La plaza, esa porción de tierra seca que está a la entrada del barrio fue la primera sala de ensayo a cielo abierto. Cuando no tenía escenario ni juegos para chicos ni bancos ni luces. “Aquí nacimos”, dicen los narradores emplazados en ese lugar sagrado para la cultura del barrio. “Aquí se hace desde una rapeada hasta la inauguración del Septiembre musical”, cuentan. Un mural colorido protege el recinto de otras realidades que se ven en El Sifón a plena luz del día. La droga no se esconde y es capaz de someter a un joven en la esquina. Se tambalea, apenas camina, se agacha, raspa algo, mira de un lado al otro con los ojos perdidos, se va, pero ya va a volver.
Quizás no pueda escucharlos, pero David y Leandro también le cantan a él.
“Vivo en un barrio humilde y es un poco pobre, siempre nos marginan y nos tratan de ladrones...yo les cante a ustedes y prestaron atención, vivo en un barrio humilde que se llama El Sifón” (Representando al barrio)
Cuando David regresó al barrio ya tenía 18 años. Se encontró a Leandro y le hizo escuchar el rap que le comía la cabeza. “Me re copé al momento”, reconoce Leandro. Fue suficiente para sellar su destino de narradores. Además del rap norteamericano, ellos también cultivaron el oído con bandas en español como Sindicato Argentino de Hip Hop, Bajo Palabra y el alicantino Nach.
“Me di cuenta que todas las letras eran agresivas y nosotros no queríamos transmitir eso”, explica David. Las primeras estrofas que escribió fueron para su hija, Victoria, a quien la tuvo a los 19 años (“Me casé a los 18, pero ya desde los 12 soñaba con tener una familia”) y otra para los chicos del barrio.

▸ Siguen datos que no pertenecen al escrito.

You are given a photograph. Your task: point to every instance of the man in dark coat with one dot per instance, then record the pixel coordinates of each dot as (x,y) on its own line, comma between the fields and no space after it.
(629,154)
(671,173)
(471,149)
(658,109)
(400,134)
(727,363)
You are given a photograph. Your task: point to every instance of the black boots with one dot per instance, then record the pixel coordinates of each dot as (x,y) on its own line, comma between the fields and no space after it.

Los primeros intentos musicales sonaban más a ritmos melódicos que a rap. “Sabíamos que queríamos hacer música, pero no nos decidíamos… flashábamos con un folclore rap también”, cuentan.
La posibilidad de cantar frente a otros llegó cuando tuvieron que preparar algo para presentarse en la sala Caviglia en el marco de unas actividades que organizaba una cooperativa del barrio. Esa fue la primera vez que pisaron un escenario fuera de las calles de El Sifón.